Denial of Service (DOS) on Wifi using CommView Windows

In my opinion DOS is hacking which prevents other users from doing activities on the network. Here I will demonstrate DOS on a wifi using CommView for WIFI on Windows.

Downloading CommView

Download the program first and install. It is recommended on the developer’s website

Figure 1. Downloading the CommView for Wifi 6.3 software

Installing CommView

Run the program that you just downloaded or extracted immediately.

Figure 2. Running Setup.exe CommView
Figure 3. Installing CommView, follow the command during installation.

After installing the software you need to install the driver from the existing commview in the packet installer (usually). Select the wireless adapter that suits you. (if you don’t support it, you can’t).
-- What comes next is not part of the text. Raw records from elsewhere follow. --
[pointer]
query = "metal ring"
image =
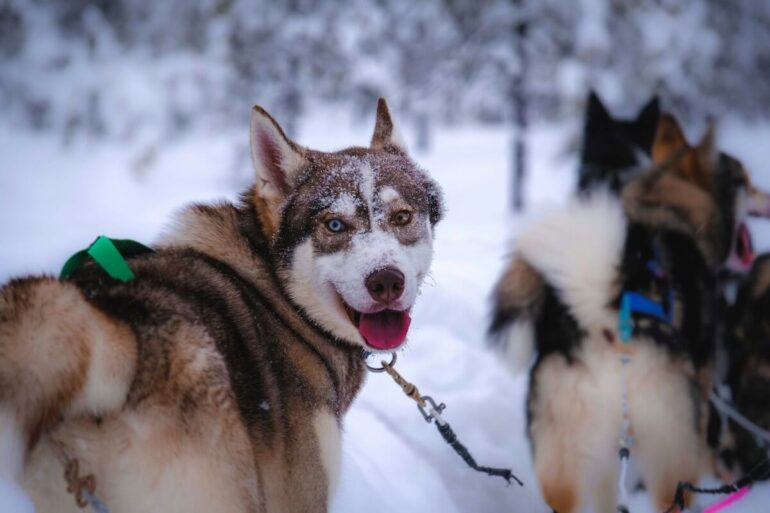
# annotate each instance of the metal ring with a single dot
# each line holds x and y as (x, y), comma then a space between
(393, 358)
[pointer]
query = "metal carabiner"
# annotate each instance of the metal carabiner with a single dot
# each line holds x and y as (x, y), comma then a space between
(393, 358)
(437, 408)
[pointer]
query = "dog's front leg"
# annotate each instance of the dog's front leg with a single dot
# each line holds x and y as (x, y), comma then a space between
(59, 357)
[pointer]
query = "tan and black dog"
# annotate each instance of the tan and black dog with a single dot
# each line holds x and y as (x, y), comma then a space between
(561, 297)
(216, 380)
(748, 349)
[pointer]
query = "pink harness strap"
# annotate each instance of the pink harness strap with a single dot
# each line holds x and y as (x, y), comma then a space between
(728, 501)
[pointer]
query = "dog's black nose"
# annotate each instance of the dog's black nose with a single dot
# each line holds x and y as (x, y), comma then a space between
(385, 285)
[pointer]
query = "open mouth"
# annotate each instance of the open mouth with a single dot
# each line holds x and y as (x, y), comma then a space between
(744, 249)
(383, 330)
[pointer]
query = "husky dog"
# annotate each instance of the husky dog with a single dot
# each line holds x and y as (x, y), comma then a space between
(615, 150)
(748, 346)
(562, 293)
(217, 379)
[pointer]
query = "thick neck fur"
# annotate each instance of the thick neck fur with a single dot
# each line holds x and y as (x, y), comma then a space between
(233, 234)
(662, 200)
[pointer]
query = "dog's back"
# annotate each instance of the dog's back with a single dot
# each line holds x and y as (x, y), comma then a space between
(186, 376)
(569, 276)
(748, 348)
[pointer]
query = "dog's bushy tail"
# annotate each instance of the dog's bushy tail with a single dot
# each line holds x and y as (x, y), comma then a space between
(575, 253)
(515, 301)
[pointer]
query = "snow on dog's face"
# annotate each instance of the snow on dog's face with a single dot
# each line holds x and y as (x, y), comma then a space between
(352, 230)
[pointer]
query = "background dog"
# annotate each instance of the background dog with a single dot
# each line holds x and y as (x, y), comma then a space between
(614, 150)
(748, 348)
(561, 294)
(216, 380)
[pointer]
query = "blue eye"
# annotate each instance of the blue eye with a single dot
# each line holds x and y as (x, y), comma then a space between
(335, 226)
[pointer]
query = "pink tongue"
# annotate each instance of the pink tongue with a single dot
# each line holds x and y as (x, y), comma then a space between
(384, 330)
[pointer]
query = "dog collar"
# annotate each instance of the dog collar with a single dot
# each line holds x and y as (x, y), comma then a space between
(110, 255)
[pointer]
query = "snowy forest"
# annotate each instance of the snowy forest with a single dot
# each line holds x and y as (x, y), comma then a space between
(69, 66)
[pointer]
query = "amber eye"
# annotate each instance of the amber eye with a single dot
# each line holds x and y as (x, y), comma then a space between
(402, 218)
(335, 225)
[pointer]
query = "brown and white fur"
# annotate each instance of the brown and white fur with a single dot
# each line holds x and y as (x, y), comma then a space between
(559, 296)
(218, 378)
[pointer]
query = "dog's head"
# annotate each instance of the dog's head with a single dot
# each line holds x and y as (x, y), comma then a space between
(351, 231)
(723, 178)
(614, 148)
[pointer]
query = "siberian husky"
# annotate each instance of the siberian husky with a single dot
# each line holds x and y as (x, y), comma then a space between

If true, the device manager will look like this:

Figure 4. There is the words “commview” on the wireless adapter

Starting DOS on a Wifi

Figure 5. Display CommView, open commview for wifi (don’t connect to a wifi first).
Figure 6. Select Channel 11 to capture packets. Click the “Start Capture” button on the tab (looks like the “play” button), click the start scanning button, then select the channel (for which you want to capture wifi) to capture the packet, then click the capture button.
Figure 7. Open the packet generator, click the packet tab to see, while waiting to open the packet generator in “tools > packet generator”.
Figure 8. Pressing the show template button, click the “show template” button located in the lower-left part of the packet generator.
Figure 9. Looking for a request packet, look for the “Request” packet addressed to the access point. Here my packet is named “MNGT \ PROBE REQ”. The name of the packet bias is different, I suggest looking for something called REQ and trial and error. You need to study the field of telecommunications for more knowledge.
Figure 10. Drag to the packet generator template, drag and drop (click, hold, place) on the template. I renamed the packet by right-clicking “rename”.
Figure 11. Capture again, here I do “stop capture” so it is easy to choose a packet. Next you will send this packet to your access point service. Here I change the packet size to 200, sending 3000 packets / second continuously. In order to click on the “send” button you have to start “capture” again on that channel.
Figure 12. Capturing the packet again on channel 11.
Figure 13. Access point sends a lot of responses, if you are right then you will receive a packet of very correct and continuous “Response” packets. Here the name “MNGT / PROBE RESP”. I see my colleagues can not access the Internet or download.


I think that happened because I sent a lot of “requests” (requests) to access the network and responded with “respond” (responses). Because access point is too busy sending “responses” to me, I don’t have time to do anything else. The burden on access point becomes very much or even too much.